Innocence

I miss the innocence of it all.

What happened to those days of putting on my pink tights and pink leotard and heading off to the local ballet studio in Temecula, Ca with my mom? Those days seem blurred and far gone. When did the joy of dancing and the thrill of just running around and having fun with friends turn so serious?

I do not think that there was a given turning point for me. I know that it was a very slow, long process and transition from that “innocent” phase to the “super-competitive-hard core” phase. As I got older, I got more competitive and I always wanted to be the best. I always liked the challenge and I wanted to prove people wrong. I wanted to be special, admired, and looked up to. I wanted people in my small town to know my name and say things like, “She worked her ass off and is now dancing with (insert famous ballet company)”.

I do remember the very minute ballet was not fun for me anymore. I was my last year at Boston Ballet. All the girls were torturing themselves taking 3-5 ballet classes a day to show how dedicated they were and we looked down on each other for missing an extra class. Going to all those extra classes made me not want to go. We already danced 20 hours a week and I was working at least 20 hours at Life is Good and City Dance, Boston Ballet's outreach program for under privileged children. I was a favored girl in my class but I had been getting signals that my body type was not going to fit the mold for the professional company. I had worked so hard and I could see my dream of getting in to Boston Ballet slipping out of my hands…all because of the shape of my body. And it killed me. I felt angry. I felt out of control. I was disappointed in myself. I was disappointed with my teachers for not telling me this sooner so I could try to fix my body miraculously. I remember having conversations with Evelyn Cisneros and Tai Jiminez about my future and what I should do. They both told me that I needed to just find the right “fit” , a company that was more my style and more my type. They never told me to lose weight or that I was a lost cause and could never be a dancer. So I still had hope….

My last 5 to 6 months in Boston I knew I was not staying for the next year but I did, however, know I was going to go to Orlando Ballet for 5 weeks and I was bound and determined to get in to that company. I almost did. In fact, I did. And then they changed their mind telling me that once again my body type was not going to fit well with their company! Those last months in Boston and that summer I was uncontrollably bulimic as well as anorexic. In Orlando, I wouldn’t eat anything and when I did, well, I got rid of it. I was pretty close to giving up hope and then I got an offer with Connecticut Ballet where I unfortunately spiraled downhill thanks to a “nutritionist” who was also a dancer battling with her own demons of an eating disorder. Needless to say, she did not help me at all. I was extremely thin, I was dancing a lot and I had good parts in all of our productions. But I was lonely. Everyone in CT ballet lived in NY and commuted in to Stamford and I was left living in CT biking to ballet. My eating disorder kept getting worse and not only was it with food but my mannerisms, my addiction to exercise, my inability to eat anything without it turning in to a 10,000 calorie binge. I could not handle it anymore.

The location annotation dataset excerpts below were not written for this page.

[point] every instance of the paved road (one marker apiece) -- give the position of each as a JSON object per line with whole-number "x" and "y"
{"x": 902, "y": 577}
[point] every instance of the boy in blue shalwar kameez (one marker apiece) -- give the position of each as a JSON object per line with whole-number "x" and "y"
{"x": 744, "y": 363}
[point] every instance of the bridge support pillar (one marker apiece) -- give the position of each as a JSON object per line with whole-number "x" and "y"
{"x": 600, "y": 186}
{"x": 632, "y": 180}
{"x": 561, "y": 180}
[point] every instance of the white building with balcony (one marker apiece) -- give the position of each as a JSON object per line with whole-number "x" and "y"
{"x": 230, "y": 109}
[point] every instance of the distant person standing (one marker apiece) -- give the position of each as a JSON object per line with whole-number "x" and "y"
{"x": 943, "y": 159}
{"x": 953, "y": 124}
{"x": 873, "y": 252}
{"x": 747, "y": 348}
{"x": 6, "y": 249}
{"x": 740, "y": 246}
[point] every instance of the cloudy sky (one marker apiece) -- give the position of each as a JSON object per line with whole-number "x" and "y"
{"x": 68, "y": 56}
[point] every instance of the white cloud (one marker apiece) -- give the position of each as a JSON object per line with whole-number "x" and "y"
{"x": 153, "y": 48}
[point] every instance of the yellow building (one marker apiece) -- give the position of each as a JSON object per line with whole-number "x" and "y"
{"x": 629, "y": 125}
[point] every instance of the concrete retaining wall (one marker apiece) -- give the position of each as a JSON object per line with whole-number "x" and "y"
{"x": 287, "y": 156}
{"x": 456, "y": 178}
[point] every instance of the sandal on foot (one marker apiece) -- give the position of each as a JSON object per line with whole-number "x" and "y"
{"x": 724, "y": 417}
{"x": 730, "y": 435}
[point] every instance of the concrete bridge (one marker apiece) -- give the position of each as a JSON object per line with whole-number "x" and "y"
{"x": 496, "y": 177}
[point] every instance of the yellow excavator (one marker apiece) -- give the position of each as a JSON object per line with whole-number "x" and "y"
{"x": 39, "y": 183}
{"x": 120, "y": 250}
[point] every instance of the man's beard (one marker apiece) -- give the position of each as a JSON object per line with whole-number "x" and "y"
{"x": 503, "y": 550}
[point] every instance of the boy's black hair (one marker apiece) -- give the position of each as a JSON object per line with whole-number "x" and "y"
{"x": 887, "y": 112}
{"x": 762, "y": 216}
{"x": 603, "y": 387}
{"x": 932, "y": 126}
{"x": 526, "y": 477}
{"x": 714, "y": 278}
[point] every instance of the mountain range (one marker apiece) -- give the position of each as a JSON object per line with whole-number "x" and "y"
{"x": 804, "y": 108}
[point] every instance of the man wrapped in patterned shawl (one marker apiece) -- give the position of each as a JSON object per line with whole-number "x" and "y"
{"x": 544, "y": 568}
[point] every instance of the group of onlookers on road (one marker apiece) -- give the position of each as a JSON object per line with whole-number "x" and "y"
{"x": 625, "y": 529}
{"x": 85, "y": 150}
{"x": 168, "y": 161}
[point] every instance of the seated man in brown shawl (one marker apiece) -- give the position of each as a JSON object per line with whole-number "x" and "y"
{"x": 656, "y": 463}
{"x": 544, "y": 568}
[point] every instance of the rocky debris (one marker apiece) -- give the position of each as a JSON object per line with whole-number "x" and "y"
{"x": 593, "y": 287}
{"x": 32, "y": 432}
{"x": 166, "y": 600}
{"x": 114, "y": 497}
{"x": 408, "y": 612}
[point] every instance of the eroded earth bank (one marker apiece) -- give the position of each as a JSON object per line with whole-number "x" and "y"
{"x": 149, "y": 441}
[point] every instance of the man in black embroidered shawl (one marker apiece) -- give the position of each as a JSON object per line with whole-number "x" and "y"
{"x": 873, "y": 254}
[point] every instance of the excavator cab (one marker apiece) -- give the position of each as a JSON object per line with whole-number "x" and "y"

I went home for Christmas and took class at City Ballet with the Artistic Director and he was so in awe of me. He wanted me to dance with them and it felt so amazing to be so wanted and ogled over that I took that job. Shortly after joining this company I began putting on quite a bit of weight as I was still in the midst of bulimia and eventually, I ended up quitting because I could not keep killing myself for ballet. And that’s when I wondered….how did I get here? How did a little girl in a pink leotard turn into a young woman who checked herself in to rehab for an eating disorder?

…..

Fast forward four years later after treatment and I found myself teaching a ballet class tonight. Something I never thought I would do ever again. I wandered in to the unfamiliar studio and it was covered with trophies from all the various competitions the studio had competed in and my first reaction was, “Wow, how rinky-dink is this place?” and then I immediately thought, “It doesn’t matter. These girls have FUN”.

The dance center had 3 studios. One where there were 2 girls rehearsing a jazz piece, one where there were two boys learning hip hop moves, and the last studio was filled with about a dozen girls…in pink leotards and tights with their moms outside watching. I stopped cold. I couldn’t look away from the studio and I didn’t quite understand why. Then I realized that those little girls were me. Every single one of them. Totally enthralled and focused on learning the steps and not a care in the world for how they looked or if they were going to a professional ballet dancer one day. I was brought back to a time that I wish, in some weird way, I could still visit. They had such an innocence about them and it made me almost fall back in love with ballet again. I remembered what it was like to dance the way they were dancing. Wholeheartedly, care-free, and passionately.

I then began to feel an impending sense of panic for these girls hoping that they would never let this art take them down the path it had taken me because nothing will ever be worth the years of self-hate and self-harm.